Там, где взвесилась только одна туманная сырость, матово намечался сперва, потом с неба на землю спустился – грязноватый, черновато-серый Исакий [23]; намечался и вовсе наметился: конный памятник Императора Николая [24]; металлический Император был в форме Лейб-Гвардии; у подножия из тумана просунулся и в туман обратно ушел косматою шапкою николаевский гренадер.
Карета же пролетела на Невский.
Аполлон Аполлонович Аблеухов покачивался на атласных подушках сиденья; от уличной мрази его отграничили четыре перпендикулярные стенки; так он был отделен от протекающих людских толп, от тоскливо мокнущих красных оберток журнальчиков, продаваемых вон с того перекрестка.
Планомерность и симметрия успокоили нервы сенатора, возбужденные и неровностью жизни домашней, и беспомощным кругом вращения нашего государственного колеса.
Гармонической простотой отличалися его вкусы.
Более всего он любил прямолинейный проспект; этот проспект напоминал ему о течении времени между двух жизненных точек; и еще об одном: иные все города представляют собой деревянную кучу домишек, и разительно от них всех отличается Петербург.
Мокрый, скользкий проспект: там дома сливалися кубами в планомерный, пятиэтажный ряд; этот ряд отличался от линии жизненной лишь в одном отношении: не было у этого ряда ни конца, ни начала; здесь средина жизненных странствий носителя бриллиантовых знаков оказалась для скольких сановников окончанием жизненного пути.

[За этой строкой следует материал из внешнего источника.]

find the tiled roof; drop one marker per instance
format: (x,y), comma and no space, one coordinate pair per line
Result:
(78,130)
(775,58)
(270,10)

Всякий раз вдохновение овладевало душою сенатора, как стрелою линию Невского разрезал его лакированный куб: там, за окнами, виднелась домовая нумерация; и шла циркуляция; там, оттуда – в ясные дни издалека-далека, сверкали слепительно: золотая игла, облака, луч багровый заката; там, оттуда, в туманные дни, – ничего, никого.
20
Желтый цвет – господствующий цвет «Петербурга»: «желтый» сенаторский дом, сам Аполлон Аполлонович «желтенький» старичок; «желтыми» обоями оклеено обиталище другого героя романа – Александра Ивановича Дудкина, а его самого по ночам преследуют «желтолицые» видения; «желтоватое» лицо у Липпанченко, одет он в полосатую «темно-желтую» пару и «желтые» ботинки и т. д. С одной стороны, здесь сказалась традиция Достоевского, роман которого «Преступление и наказание» также ориентирован на желтый цвет (см.: Белов С. В. Роман Ф. М. Достоевского «Преступление и наказание». Комментарий. – Л., 1979. – С. 57 – 59; Соловьев СМ. Изобразительные средства в творчестве Ф. М. Достоевского. – М., 1979. – С. 219 – 232). Это «цвет» Петербурга – цвет его ампирных особняков и официальных зданий, расположенных в центральной части; таким он вошел и в произведения других писателей. Но, с другой стороны, Белый осложняет цветовое видение города тем, что для него желтый цвет есть цвет «Востока», проникшего в Петербург – символ «западного», «европейского» лика России.
21
Единорог – фантастическое животное, часто упоминаемое – Библии, имеет вид лошади с одним рогом посреди лба. Не менее 20 русских дворянских гербов включали в себя изображение единорога, однако среди них нет ни одного, который бы напоминал описание Белого, имеющее специфическую, но прозрачную символику: рыцарь (Запад) «прободается» мифологическим зверем. Герб рода Облеу-ховых (Общий гербовник дворянских родов Всероссийской империи, ч. II. [СПб., б. г.], л. 114 – 114 об.) ничего общего с описываемым в романе гербом не имеет.
22
Первая трамвайная линия в Петербурге была открыта 15 сентября 1907 г.
23
Исаакиевский собор, сооруженный по проекту О. Монферрана в 1818 – 1842 гг.
24
Памятник Николаю I на Мариинской (ныне Исаакиевской) площади, сооруженный по проекту О. Монферрана в 1856 – 1859 гг. (скульпторы П. К. Клодт, Н. А. Рамазанов и Р. К. Залеман).